Sleep is an active process. You are not just “passed out” while you’re sleeping. You cycle through different phases of sleep, each of which serves an important purpose. When you shorten the amount of sleep you get, you typically shorten the REM and Deep Sleep cycles. These cycles are where recovery from stress and activity occurs, muscle is built, long term memory is created, new skills are saved, and the good-mood neurotransmitters are produced. It’s not surprising that sleep deprivation leaves us with a worse memory, slower mental processing, trouble focusing, a bad mood, and irritability. We have not allowed sleep to do its job of optimizing our mental and physical performance.

 

Sleep is one of the most under-appreciated healthy behaviors around. In a culture that values achievement and busy-ness above all else, it is not uncommon to hear phrases like “I’ll sleep when I’m dead” or “Sleep is for the weak”. I couldn’t disagree more. Not to be too harsh, but SLEEP DEPRIVATION will make you weak and will expatiate that impending death. Prioritizing quality sleep may in fact be the most important healthy behavior you can participate in. You can have a perfect workout program and a perfect nutrition plan, but inadequate sleep will seriously hinder your progress, making your best efforts feel obsolete.

 

Here are some tips for routinely getting better sleep:

  • Sleep AT LEAST 7 hours a night

    • 8-9 hours is even better

  • Have a relaxing sleep ritual every night

    • This signals to your body that it’s time to go to sleep

  • Try to go to bed and wake up at approximately the same time daily

    • This helps normalize your circadian rhythm so your body knows when it is time to be awake and when it is time to go to sleep

  • Shut down electronics 1 hour before bed

    • The blue light from your screens is the same light frequency that comes from the sun and causes your body to release the wakeful daytime hormones

  • Make your bedroom as dark as possible

    • Cover lights in room, turn off TV, get curtains that block streetlights outside. The darkness of night signals your body to release the restful nighttime hormones

  • Stop consuming stimulants (caffeine) 8 hours before bed

    • Caffeine has the half-life of 8 hours in the average person. This means if you have 100mg of caffeine at noon, 50mg are still in your system at 8pm. When caffeine is in your system, it interferes with the work of the restful hormones and neurotransmitters and inhibits you from getting a fully restful night of sleep.

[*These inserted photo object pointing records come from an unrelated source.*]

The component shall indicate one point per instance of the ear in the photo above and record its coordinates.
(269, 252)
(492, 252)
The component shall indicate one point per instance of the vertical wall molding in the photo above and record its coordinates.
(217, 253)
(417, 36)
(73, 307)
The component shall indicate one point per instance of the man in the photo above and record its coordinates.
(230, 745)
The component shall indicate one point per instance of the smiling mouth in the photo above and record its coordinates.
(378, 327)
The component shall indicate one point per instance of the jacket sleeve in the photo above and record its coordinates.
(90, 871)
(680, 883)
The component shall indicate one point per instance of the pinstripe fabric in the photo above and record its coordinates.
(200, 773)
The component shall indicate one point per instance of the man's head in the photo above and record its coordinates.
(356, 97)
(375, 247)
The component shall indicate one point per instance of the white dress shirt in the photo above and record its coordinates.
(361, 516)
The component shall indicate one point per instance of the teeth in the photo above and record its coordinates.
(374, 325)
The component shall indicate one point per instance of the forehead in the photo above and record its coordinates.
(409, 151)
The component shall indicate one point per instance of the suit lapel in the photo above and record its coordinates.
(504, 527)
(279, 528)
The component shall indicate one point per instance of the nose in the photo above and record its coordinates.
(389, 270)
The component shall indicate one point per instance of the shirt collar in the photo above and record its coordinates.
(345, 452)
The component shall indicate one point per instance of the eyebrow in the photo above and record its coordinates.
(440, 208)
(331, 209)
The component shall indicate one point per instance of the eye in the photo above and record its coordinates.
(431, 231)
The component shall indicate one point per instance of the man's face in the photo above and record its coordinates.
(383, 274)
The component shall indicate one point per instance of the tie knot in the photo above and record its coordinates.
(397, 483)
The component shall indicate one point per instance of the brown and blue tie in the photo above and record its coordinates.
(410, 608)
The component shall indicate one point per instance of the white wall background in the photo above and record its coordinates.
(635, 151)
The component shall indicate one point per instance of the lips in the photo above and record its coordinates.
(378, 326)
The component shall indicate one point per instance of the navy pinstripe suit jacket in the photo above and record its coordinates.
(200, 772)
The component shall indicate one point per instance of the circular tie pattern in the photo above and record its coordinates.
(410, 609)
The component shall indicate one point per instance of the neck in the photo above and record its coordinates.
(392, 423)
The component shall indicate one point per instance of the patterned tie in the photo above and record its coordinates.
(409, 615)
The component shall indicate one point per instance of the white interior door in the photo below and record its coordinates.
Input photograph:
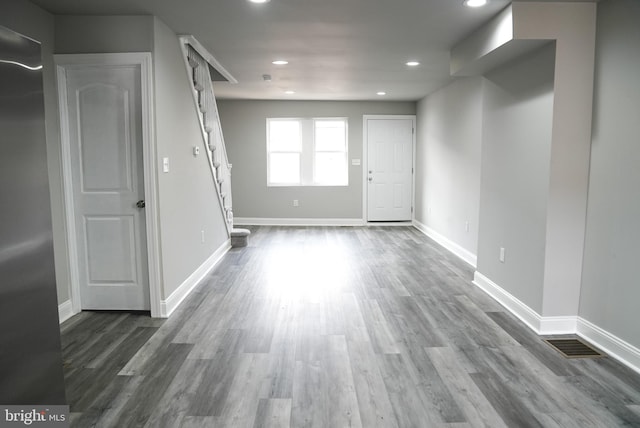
(389, 169)
(105, 133)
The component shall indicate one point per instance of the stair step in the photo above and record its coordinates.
(193, 63)
(240, 237)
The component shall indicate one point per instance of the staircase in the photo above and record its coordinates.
(200, 71)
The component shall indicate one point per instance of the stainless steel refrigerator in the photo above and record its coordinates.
(30, 351)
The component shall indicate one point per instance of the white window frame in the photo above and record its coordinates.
(308, 152)
(277, 184)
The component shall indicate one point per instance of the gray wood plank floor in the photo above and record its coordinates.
(335, 327)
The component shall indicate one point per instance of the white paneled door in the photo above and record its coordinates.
(104, 117)
(389, 169)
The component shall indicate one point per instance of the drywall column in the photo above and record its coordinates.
(573, 27)
(517, 30)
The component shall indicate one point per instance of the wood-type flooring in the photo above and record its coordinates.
(335, 327)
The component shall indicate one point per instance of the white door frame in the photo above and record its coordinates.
(144, 60)
(365, 161)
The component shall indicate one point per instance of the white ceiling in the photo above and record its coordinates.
(337, 49)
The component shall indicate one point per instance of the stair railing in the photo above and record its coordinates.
(202, 84)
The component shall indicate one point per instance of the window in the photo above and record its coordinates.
(307, 152)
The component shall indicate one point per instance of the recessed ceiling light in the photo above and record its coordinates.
(475, 3)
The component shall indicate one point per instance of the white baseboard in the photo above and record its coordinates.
(515, 306)
(456, 249)
(541, 325)
(65, 311)
(615, 347)
(172, 302)
(258, 221)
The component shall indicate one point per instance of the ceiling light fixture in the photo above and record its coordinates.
(475, 3)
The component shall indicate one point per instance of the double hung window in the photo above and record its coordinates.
(307, 152)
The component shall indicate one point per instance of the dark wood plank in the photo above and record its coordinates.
(335, 326)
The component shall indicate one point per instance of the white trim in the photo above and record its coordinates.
(255, 221)
(365, 153)
(204, 53)
(456, 249)
(515, 306)
(172, 302)
(612, 345)
(541, 325)
(144, 59)
(65, 311)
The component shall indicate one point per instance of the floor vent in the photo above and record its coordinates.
(574, 348)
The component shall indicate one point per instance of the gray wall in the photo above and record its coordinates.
(516, 144)
(449, 139)
(30, 20)
(610, 291)
(187, 200)
(244, 128)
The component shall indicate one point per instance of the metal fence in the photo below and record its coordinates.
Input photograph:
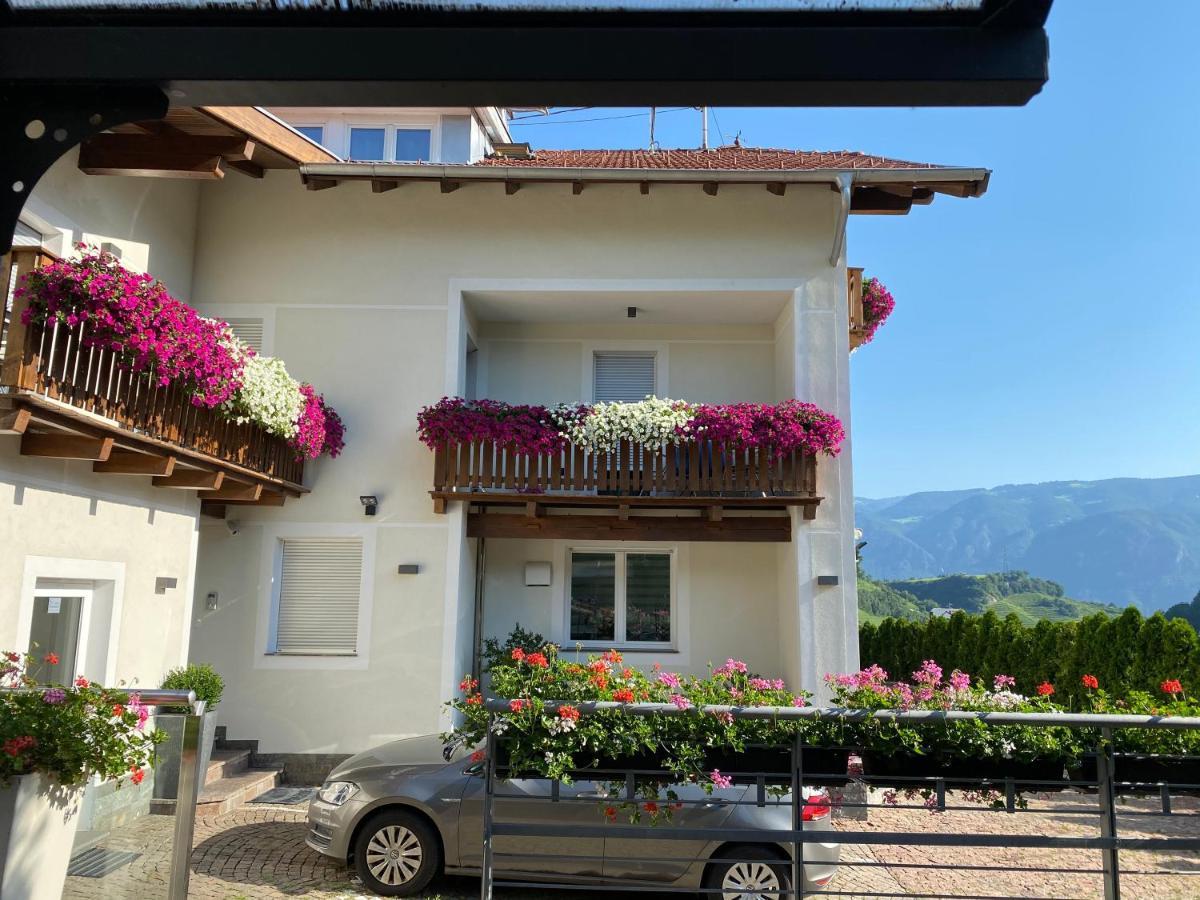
(535, 822)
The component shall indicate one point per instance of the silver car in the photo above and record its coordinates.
(401, 814)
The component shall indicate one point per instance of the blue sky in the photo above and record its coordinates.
(1047, 331)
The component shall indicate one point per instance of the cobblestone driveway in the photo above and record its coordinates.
(259, 852)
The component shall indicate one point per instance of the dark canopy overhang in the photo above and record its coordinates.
(538, 52)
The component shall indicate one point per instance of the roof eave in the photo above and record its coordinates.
(976, 179)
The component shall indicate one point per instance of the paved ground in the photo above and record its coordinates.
(259, 852)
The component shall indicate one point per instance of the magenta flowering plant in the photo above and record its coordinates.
(779, 427)
(135, 316)
(69, 732)
(877, 305)
(455, 420)
(318, 429)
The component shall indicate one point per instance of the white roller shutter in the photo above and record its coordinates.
(249, 331)
(319, 585)
(623, 376)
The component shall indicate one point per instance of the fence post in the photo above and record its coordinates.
(485, 881)
(798, 817)
(189, 791)
(1105, 773)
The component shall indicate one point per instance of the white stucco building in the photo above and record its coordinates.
(456, 263)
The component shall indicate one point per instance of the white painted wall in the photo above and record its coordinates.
(112, 534)
(366, 294)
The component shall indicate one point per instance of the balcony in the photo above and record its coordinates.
(73, 402)
(701, 480)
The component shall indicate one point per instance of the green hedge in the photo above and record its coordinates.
(1128, 652)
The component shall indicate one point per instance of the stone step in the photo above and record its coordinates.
(226, 763)
(229, 793)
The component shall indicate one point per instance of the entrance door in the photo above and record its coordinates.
(55, 628)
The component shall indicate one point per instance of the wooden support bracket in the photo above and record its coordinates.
(191, 480)
(130, 462)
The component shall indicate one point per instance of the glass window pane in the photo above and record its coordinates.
(593, 597)
(413, 144)
(366, 143)
(647, 597)
(313, 132)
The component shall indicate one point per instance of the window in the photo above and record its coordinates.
(413, 144)
(317, 611)
(367, 143)
(249, 331)
(623, 376)
(313, 132)
(621, 598)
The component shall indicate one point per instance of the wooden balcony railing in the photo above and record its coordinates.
(73, 389)
(703, 475)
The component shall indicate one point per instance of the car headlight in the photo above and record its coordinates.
(337, 792)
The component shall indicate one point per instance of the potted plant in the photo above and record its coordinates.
(208, 685)
(53, 739)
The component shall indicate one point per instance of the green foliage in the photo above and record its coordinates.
(1126, 653)
(1191, 612)
(198, 677)
(69, 733)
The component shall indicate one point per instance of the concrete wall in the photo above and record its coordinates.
(111, 535)
(366, 295)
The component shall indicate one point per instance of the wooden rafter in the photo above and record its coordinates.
(167, 155)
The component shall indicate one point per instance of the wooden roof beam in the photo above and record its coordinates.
(65, 447)
(166, 155)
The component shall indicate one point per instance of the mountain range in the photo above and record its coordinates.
(1114, 541)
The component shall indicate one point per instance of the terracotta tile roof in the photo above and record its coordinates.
(730, 159)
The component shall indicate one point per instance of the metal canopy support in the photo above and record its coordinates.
(42, 123)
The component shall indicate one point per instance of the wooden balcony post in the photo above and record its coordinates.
(18, 365)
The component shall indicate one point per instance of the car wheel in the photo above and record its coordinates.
(757, 874)
(396, 853)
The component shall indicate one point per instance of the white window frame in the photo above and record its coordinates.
(271, 567)
(389, 138)
(591, 348)
(618, 642)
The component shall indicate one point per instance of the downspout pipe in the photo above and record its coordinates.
(845, 183)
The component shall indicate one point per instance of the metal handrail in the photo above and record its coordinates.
(915, 717)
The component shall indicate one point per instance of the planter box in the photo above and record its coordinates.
(958, 772)
(168, 754)
(37, 827)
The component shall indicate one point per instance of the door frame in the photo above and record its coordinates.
(103, 575)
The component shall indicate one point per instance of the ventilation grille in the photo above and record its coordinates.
(625, 377)
(249, 331)
(319, 597)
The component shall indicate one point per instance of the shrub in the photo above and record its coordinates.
(201, 678)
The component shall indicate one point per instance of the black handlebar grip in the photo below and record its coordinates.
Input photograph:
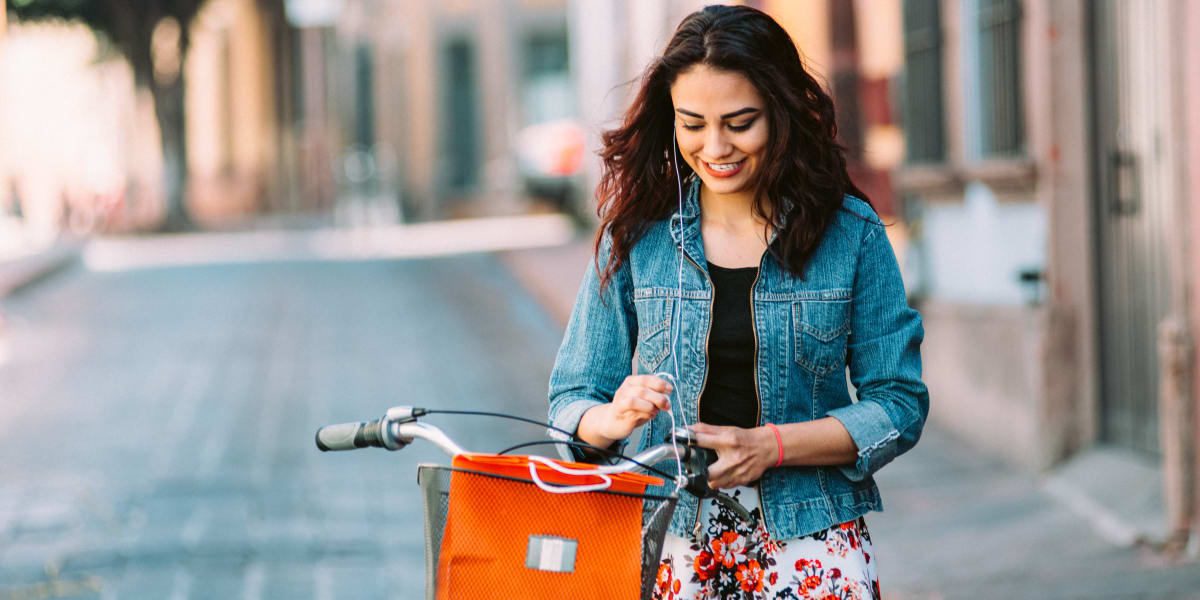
(349, 436)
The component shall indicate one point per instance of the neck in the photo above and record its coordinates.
(729, 211)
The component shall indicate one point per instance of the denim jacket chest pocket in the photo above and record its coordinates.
(820, 328)
(654, 309)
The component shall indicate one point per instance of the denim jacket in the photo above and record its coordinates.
(849, 310)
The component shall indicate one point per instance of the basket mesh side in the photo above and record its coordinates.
(657, 519)
(435, 481)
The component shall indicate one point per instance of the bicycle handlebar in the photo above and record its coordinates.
(399, 427)
(351, 436)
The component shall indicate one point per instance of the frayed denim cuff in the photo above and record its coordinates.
(873, 432)
(568, 419)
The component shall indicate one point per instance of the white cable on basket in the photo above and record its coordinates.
(567, 471)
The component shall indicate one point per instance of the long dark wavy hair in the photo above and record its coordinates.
(803, 175)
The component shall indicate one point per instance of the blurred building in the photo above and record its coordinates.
(1035, 160)
(433, 99)
(1049, 157)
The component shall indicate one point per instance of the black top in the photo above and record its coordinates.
(729, 396)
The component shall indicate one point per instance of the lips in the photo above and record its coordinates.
(726, 169)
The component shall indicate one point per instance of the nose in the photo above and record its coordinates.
(715, 143)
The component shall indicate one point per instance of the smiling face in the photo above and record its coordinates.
(720, 127)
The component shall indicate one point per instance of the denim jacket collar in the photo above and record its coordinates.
(690, 222)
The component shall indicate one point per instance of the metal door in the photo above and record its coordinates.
(1133, 208)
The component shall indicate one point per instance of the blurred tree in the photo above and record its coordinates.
(153, 36)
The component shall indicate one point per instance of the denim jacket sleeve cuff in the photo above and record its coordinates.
(568, 419)
(873, 432)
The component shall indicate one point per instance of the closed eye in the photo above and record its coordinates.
(732, 127)
(743, 126)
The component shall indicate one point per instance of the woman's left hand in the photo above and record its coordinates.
(742, 455)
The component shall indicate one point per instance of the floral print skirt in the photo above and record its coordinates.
(733, 559)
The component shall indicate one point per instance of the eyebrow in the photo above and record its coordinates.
(724, 117)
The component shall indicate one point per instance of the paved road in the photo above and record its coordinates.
(156, 439)
(156, 425)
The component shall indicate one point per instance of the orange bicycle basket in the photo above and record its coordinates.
(505, 538)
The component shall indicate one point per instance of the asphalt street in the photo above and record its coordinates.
(157, 424)
(157, 417)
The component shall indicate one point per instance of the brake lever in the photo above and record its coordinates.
(696, 462)
(733, 505)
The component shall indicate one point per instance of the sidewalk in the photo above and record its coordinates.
(958, 523)
(18, 273)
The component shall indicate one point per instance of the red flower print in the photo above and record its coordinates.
(666, 586)
(664, 574)
(750, 576)
(729, 547)
(705, 565)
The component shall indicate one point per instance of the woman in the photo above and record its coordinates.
(786, 280)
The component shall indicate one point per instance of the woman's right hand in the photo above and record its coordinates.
(636, 401)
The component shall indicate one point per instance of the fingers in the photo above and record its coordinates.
(651, 382)
(646, 388)
(714, 437)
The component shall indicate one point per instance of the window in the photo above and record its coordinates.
(924, 136)
(1001, 132)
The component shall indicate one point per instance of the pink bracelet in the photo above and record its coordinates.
(779, 439)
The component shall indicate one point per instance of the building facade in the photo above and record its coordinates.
(1049, 151)
(1038, 163)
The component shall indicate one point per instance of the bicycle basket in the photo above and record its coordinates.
(491, 533)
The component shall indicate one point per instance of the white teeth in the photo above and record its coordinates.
(729, 166)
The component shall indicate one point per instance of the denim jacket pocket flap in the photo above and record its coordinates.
(820, 330)
(654, 315)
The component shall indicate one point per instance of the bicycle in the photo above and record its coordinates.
(579, 540)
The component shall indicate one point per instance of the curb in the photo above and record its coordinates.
(21, 274)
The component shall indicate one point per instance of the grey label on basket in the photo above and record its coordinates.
(550, 553)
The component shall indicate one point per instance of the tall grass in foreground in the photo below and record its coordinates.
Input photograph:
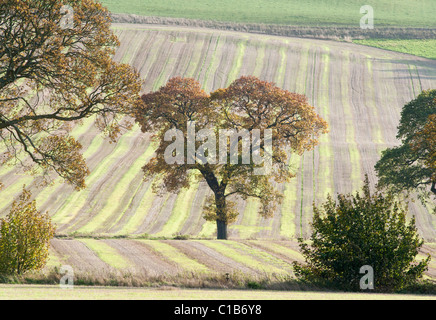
(189, 280)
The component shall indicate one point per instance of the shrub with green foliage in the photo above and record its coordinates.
(357, 230)
(25, 236)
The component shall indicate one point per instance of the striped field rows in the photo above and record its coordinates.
(359, 90)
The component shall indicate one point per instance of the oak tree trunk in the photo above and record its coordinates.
(221, 222)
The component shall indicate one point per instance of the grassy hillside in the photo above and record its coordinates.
(359, 90)
(402, 13)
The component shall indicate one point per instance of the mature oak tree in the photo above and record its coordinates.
(56, 69)
(236, 117)
(411, 166)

  • Get sunlight and movement during the earlier part of the day

    • In the same way a relaxing nighttime routine signals to your body that its time to go to sleep, sunlight and movement in the morning signal to your body that its time to wake up. This doesn’t have to be an intense workout or hours in the sun. 15 minutes of sunlight and some light movement / mobility work are a great day to start the day. A 15-minute walk can kill two birds with one stone!

 

I challenge you to change your health paradigm! If you’re trying to lose weight, get out of chronic pain, or optimize your performance, your FIRST priority should be optimizing your sleep. Nutrition and exercise are absolutely important. But it’s a lot easier to eat the right foods and exercise the right amount when you have the energy and mental clarity to do so!